I was an officer for 25 years. I filled in as a shift supervisor as needed, including my longest stint of 6 months. Here are some of the things I saw from my perspective:
- always backs his/her officers. Is an ADVOCATE for the officers when dealing with management.
- Looks out for the safety and well-being of the troops, and their professional development (continuing training)
- gets to know their officers.
- stays current on laws and regulations
- is fair and impartial. no playing favorites when granting leave time or making assignments, although assignments need not be "Equal." For example, an officer who is weak on making traffic stops may be given extra assignments doing traffic.
- does NOT micro-manage - lets the officers do their jobs, makes "suggestions" as needed, rather than telling them what to do. Better yet, helps the officer to walk through the thought process involved and arrive at the correct course of action on his/her own
- Makes sure that there is probable cause and the elements of the offense are articulated when approving officers' reports
- keeps management/gov't authority (city manager, etc), apprised on an as-needed basis, of high-profile cases (Doesn't let the chain-of-command get blind-sided)

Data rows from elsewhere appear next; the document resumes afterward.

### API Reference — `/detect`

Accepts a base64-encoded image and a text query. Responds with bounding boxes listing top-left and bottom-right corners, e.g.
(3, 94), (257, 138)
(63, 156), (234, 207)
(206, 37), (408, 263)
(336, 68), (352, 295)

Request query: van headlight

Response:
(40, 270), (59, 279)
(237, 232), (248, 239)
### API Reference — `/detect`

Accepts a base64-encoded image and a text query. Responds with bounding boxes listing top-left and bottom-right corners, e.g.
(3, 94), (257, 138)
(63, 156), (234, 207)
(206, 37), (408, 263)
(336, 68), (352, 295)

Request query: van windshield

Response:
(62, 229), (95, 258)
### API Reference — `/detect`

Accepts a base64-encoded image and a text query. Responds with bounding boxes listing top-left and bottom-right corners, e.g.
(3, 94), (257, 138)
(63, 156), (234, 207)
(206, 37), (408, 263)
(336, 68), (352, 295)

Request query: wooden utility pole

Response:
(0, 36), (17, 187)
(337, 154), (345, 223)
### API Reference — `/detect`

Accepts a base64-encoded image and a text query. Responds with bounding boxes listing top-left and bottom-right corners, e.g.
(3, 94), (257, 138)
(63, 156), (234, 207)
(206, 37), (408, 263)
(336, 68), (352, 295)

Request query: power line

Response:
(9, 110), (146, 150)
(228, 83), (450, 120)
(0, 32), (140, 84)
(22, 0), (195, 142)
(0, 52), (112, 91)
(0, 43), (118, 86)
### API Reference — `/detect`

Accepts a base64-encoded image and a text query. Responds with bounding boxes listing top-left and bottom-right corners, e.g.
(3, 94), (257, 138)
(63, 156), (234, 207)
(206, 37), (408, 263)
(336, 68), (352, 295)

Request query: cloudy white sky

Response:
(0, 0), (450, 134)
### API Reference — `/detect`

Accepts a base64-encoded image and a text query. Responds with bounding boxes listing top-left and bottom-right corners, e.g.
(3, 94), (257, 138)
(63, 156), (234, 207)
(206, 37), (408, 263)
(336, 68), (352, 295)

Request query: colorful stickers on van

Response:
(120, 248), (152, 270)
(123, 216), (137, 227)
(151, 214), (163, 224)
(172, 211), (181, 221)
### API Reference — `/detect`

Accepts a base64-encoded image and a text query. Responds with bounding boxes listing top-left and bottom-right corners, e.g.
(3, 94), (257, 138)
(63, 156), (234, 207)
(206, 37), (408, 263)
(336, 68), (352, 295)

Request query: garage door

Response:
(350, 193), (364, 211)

- Does his/her best to make sure the officers don't leave themselves open to liability, and that the department/gov't entity (city, etc) are not exposed to liability
- Has self-confidence, but not arrogant.
- Has an appropriate sense of humor.
- Uses disciplinary measures sparingly, and uniformly
- Is not afraid to pitch in and be a working officer when the agency is short-staffed, taking some of the load off the officers.
I'm sure there's more, but that's a start! Hope that helps! Basically, a first line supervisor is caught in the middle between management and patrol. He has to please them both.